Before we can build a model,
we need data.

The code below uses the Python standard library to download the
[MNIST dataset of handwritten digits](https://en.wikipedia.org/wiki/MNIST_database)
from the internet.

The data used to train state-of-the-art models these days
is generally too large to be stored on the disk of any single machine
(to say nothing of the RAM!),
so fetching data over a network is a common first step in model training.

In [None]:
from pathlib import Path
import requests


def download_mnist(path):
    url = "https://github.com/pytorch/tutorials/raw/master/_static/"
    filename = "mnist.pkl.gz"

    if not (path / filename).exists():
        content = requests.get(url + filename).content
        (path / filename).open("wb").write(content)

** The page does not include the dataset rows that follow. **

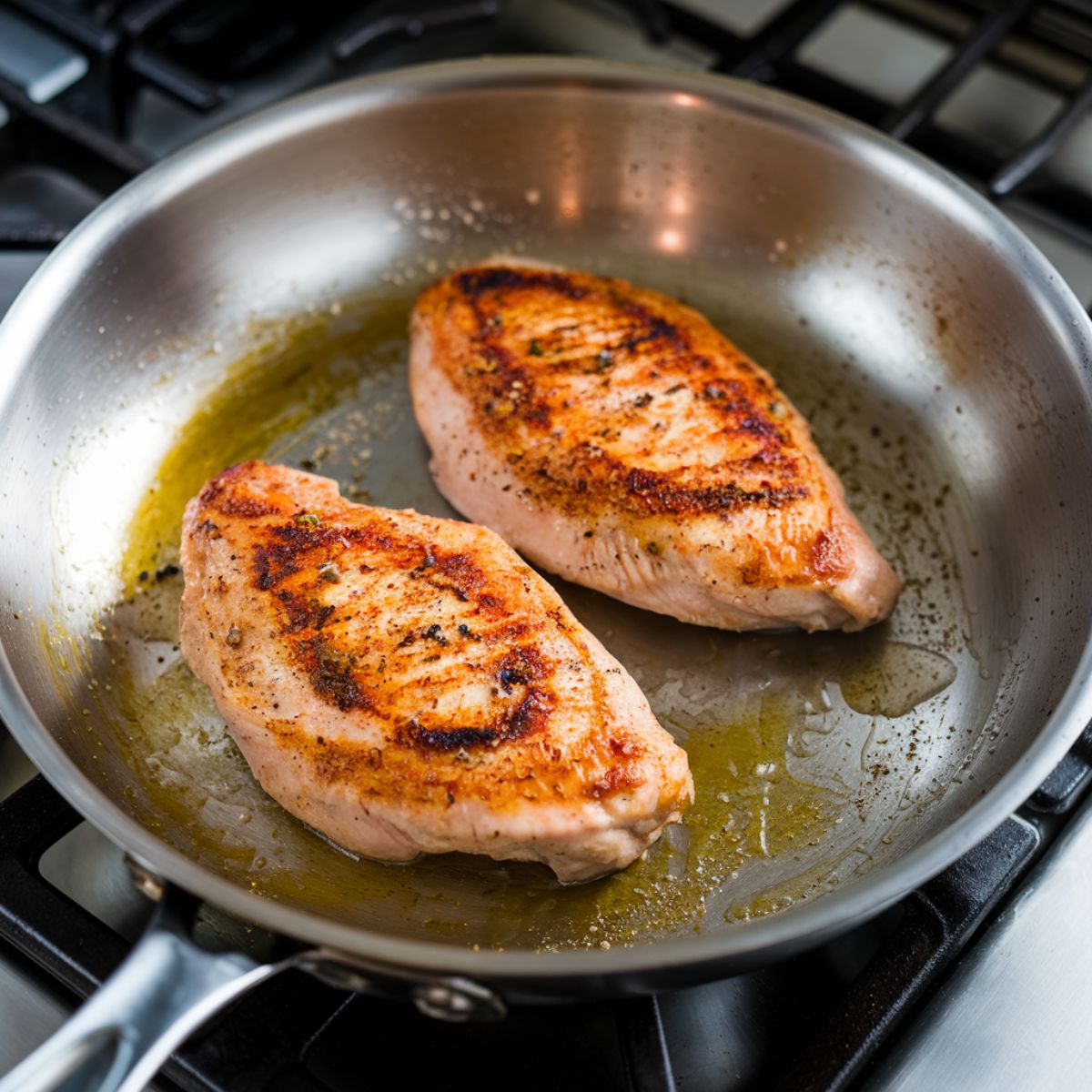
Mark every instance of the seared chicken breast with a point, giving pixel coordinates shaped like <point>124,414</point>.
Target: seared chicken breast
<point>408,685</point>
<point>615,437</point>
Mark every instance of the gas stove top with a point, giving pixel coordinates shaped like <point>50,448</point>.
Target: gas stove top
<point>973,982</point>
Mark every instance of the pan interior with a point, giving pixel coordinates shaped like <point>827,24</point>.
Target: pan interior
<point>281,333</point>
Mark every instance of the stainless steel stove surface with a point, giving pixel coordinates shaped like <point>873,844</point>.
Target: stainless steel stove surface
<point>91,91</point>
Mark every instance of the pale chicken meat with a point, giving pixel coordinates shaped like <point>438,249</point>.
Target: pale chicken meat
<point>408,685</point>
<point>612,436</point>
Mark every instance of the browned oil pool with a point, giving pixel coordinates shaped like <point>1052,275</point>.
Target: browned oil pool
<point>806,751</point>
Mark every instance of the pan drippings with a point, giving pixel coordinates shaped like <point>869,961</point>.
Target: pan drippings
<point>806,751</point>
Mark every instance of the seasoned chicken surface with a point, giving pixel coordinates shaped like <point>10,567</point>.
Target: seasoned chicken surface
<point>615,437</point>
<point>407,683</point>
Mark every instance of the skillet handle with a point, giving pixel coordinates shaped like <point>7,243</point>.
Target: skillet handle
<point>167,987</point>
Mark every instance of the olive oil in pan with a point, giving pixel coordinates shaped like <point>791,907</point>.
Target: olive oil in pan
<point>759,715</point>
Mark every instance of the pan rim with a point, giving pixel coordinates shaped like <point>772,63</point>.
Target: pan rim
<point>764,938</point>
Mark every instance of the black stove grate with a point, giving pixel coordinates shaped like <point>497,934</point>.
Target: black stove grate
<point>295,1032</point>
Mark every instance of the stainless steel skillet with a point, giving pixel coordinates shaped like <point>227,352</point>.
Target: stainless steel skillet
<point>942,360</point>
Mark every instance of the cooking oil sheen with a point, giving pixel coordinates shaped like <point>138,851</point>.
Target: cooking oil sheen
<point>789,735</point>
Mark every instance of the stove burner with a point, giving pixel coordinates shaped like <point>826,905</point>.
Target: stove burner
<point>69,135</point>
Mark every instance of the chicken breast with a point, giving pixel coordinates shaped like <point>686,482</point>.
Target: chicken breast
<point>407,683</point>
<point>615,437</point>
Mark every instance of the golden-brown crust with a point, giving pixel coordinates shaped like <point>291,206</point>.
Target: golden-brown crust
<point>344,594</point>
<point>582,383</point>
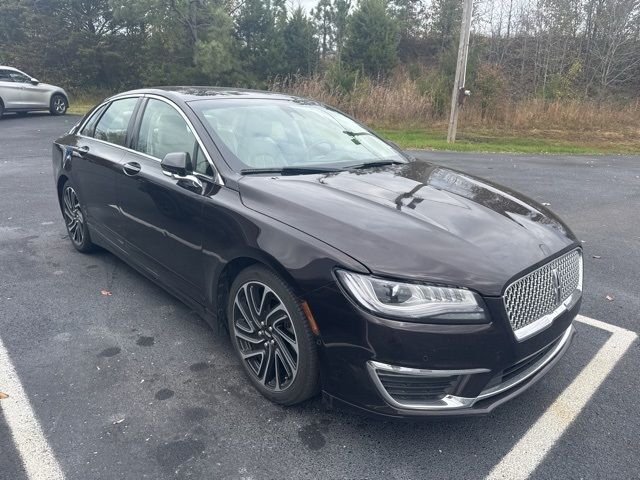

    return path / filename


data_path = Path("data") if Path("data").exists() else Path("../data")
path = data_path / "vector-mnist"
path.mkdir(parents=True, exist_ok=True)

datafile = download_mnist(path)

Larger data consumes more resources --
when reading, writing, and sending over the network --
so the dataset is compressed
(`.gz` extension).

Each piece of the dataset
(training and validation inputs and outputs)
is a single Python object
(specifically, an array).
We can persist Python objects to disk
(also known as "serialization")
and load them back in
(also known as "deserialization")
using the `pickle` library
(`.pkl` extension).

In [None]:
import gzip
import pickle


def read_mnist(path):
    with gzip.open(path, "rb") as f:
        ((x_train, y_train), (x_valid, y_valid), _) = pickle.load(f, encoding="latin-1")
    return x_train, y_train, x_valid, y_valid

x_train, y_train, x_valid, y_valid = read_mnist(datafile)

PyTorch provides its own array type,
the `torch.Tensor`.
The cell below converts our arrays into `torch.Tensor`s.

Very roughly speaking, a "tensor" in ML
just means the same thing as an
"array" elsewhere in computer science.
Terminology is different in physics, mathematics, and in computing,
but the term "tensor" connotes an array with more than two dimensions.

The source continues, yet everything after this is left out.